True to form, when Nancy offers Bonnie a ticket to the end-of-summer
capping ceremony—candy stripers with two years of service get to wear a cap—“it
meant almost nothing to Bonnie at that moment,” but she manages to agree to go.
“Bonnie smiled perfunctorily. No caps for her. She had almost done what she had
signed up to do, and then she would forget it.” During the ceremony she isn’t even
paying attention when the nursing director describes how the candy stripers
have helped patients, recalling actions that Bonnie herself had taken for a
burned baby. It isn’t until the candles are lit and the girls kneeling on a
cushion to be capped, “like a benediction,” when “the newly capped girls were
renewing their pledge of service, purity, integrity,” that Bonnie perks up.
“The faces of the capped girls, in the glow of their candles, were almost
ethereal. There was joy and dedication in them—an almost holy purity.” Suddenly
Bonnie is rethinking it all: “This business of serving others, of being
considered a responsible individual, needed. There was a peculiar satisfaction
that went with all that. Until this summer she had flitted through life concerned
mostly with having fun. And now, suddenly, she could no longer deny the strong
pull of the hospital.” Now she’s planning on getting her own cap, and “she
might decide to be a nurse, or a technician; even a doctor, maybe!”

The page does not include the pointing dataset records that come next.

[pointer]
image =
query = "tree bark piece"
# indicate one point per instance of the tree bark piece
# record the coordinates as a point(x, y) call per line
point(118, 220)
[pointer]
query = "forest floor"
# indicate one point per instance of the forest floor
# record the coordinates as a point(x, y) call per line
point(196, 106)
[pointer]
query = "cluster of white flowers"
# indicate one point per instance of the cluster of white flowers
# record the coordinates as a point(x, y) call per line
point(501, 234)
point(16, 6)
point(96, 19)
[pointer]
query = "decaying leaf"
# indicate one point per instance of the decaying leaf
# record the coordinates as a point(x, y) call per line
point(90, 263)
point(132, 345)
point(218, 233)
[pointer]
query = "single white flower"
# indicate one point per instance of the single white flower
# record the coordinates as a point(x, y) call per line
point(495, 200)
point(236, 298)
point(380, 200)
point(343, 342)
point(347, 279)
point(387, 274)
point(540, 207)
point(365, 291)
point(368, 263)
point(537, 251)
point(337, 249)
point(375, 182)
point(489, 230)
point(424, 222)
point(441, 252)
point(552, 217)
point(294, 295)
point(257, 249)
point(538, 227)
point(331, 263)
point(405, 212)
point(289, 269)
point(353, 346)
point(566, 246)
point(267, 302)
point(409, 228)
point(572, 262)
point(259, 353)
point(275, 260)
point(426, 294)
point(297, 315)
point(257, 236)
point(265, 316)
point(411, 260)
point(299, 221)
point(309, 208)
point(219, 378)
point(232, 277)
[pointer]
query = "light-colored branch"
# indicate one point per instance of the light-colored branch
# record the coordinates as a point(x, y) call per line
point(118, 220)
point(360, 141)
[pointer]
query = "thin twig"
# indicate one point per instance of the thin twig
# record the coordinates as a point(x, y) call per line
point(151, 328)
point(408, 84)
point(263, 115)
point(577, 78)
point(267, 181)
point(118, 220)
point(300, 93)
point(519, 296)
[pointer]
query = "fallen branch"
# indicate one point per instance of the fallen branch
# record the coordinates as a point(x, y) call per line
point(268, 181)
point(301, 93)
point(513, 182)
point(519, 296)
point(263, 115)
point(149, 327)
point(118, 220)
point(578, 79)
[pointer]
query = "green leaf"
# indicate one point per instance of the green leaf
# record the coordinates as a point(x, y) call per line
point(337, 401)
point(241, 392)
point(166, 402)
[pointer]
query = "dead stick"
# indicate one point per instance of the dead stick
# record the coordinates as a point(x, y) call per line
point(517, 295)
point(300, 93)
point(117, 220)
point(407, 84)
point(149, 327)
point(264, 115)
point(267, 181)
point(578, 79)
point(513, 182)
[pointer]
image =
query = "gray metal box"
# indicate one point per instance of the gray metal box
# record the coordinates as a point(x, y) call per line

This book was clearly written for a teen audience, so
condescending and preachy is its tone. Pity the poor kids, and not just the
ones Bonnie is forced to take care of. Bonnie, who is self-absorbed and
sanctimonious throughout this book, in the last five pages undergoes a completely
unbelievable transformation prompted, it seems, by a religious sentiment
infusing the capping ceremony that for all its talk of “purity” could be
confused for nuns taking their vows. When we leave Bonnie on the last pages,
she has become someone completely different, dedicated to serving humanity,
dating many boys but none seriously (i.e. maintaining her purity),
contemplating “a new year on the way. A year of fun and school, and helping at
the Medical Center—and who knew where that might lead! But for now, being a
Candy Striper and just living would be enough!” In other words, what any ’50s
era girl is supposed to be. I almost think I liked shallow Bonnie better,
because at least she wasn’t a conformist cookie-cutter.